Here is Alan solving the puzzle. 

Decisions, decisions, decisions.

The sides were placed first and then the steps cut to fit.

Hazel pegs were driven in to hold everything in place.

Here's Roger drilling guide holes and Will nailing the stakes to the poles to secure them in place.  Plus dog Mia lending a helping paw.

Lastly the stakes were sawn off flush and then woodchip, brought up from our pile, was tipped behind the risers to produce steps.  Derek in action below.

From scattered poles to useful steps.

Extra photos supplied by Derek (he with the woodchip bag)

Wednesday, 7 December 2016

Shell shock

This is a corner of our tool shed container, which we call The White House.  Originally painted white it is gradually toning in with the landscape thanks to rust and the growth of algae on the paintwork. 

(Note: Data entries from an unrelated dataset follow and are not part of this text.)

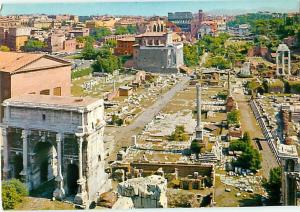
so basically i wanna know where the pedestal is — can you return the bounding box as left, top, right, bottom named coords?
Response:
left=53, top=175, right=65, bottom=200
left=74, top=178, right=88, bottom=207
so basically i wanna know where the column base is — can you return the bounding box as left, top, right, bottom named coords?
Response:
left=74, top=191, right=88, bottom=207
left=53, top=188, right=65, bottom=200
left=2, top=167, right=10, bottom=180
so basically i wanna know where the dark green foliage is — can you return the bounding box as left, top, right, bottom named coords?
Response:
left=82, top=39, right=97, bottom=60
left=228, top=13, right=300, bottom=49
left=91, top=48, right=121, bottom=74
left=111, top=114, right=124, bottom=126
left=127, top=25, right=138, bottom=34
left=235, top=147, right=261, bottom=171
left=104, top=39, right=117, bottom=48
left=183, top=44, right=200, bottom=67
left=91, top=27, right=111, bottom=41
left=71, top=68, right=92, bottom=79
left=197, top=33, right=230, bottom=55
left=2, top=179, right=28, bottom=209
left=23, top=39, right=46, bottom=52
left=288, top=81, right=300, bottom=94
left=227, top=110, right=240, bottom=126
left=216, top=92, right=228, bottom=100
left=115, top=25, right=137, bottom=35
left=169, top=125, right=189, bottom=141
left=205, top=55, right=231, bottom=69
left=230, top=132, right=262, bottom=172
left=263, top=167, right=282, bottom=205
left=190, top=139, right=202, bottom=157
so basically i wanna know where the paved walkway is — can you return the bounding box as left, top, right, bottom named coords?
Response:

But a few days ago I noticed a strange pattern  .  .  .

White trails through the grey-green algae

I think it has been caused by a snail or snails eating off the algae and thereby cleaning the white paint.  The jagged marks must be where the snail has been moving its head from side to side as it crawls along, scraping off the algae.  The spikes suggest that some of the tracks were formed on the way up and some on the way down.

Snails eat with a sort of rasping tongue called a radula.  You can see it on this video.

Or you can see it for yourself by smearing some flour and water on a sheet of glass.  Put a snail on the glass and watch from underneath as it feeds.

Saturday, 3 December 2016

More autumn leaves

Further to my posting of 26th October, here are some more autumn leaves.  In photo 1  there is one large PLANE leaf contrasting with NORWAY MAPLE leaves and one cherry leaf  (the small green one).

Photo 2 has a PLANE next to smalller, finely divided SILVER MAPLE leaves.

Golden brown BEECH leaves are slow to rot down and can suppress plants trying to grow below beech trees.

Photo 4 shows golden yellow ASPEN leaves, almost round and with scalloped edges

Lastly here are the heart-shaped leaves of SMALL-LEAVED LIME, still on the tree.

An extra identifier for lime is this small bunch of seed-containing fruits attached to a leaf-like bract, now all turned brown.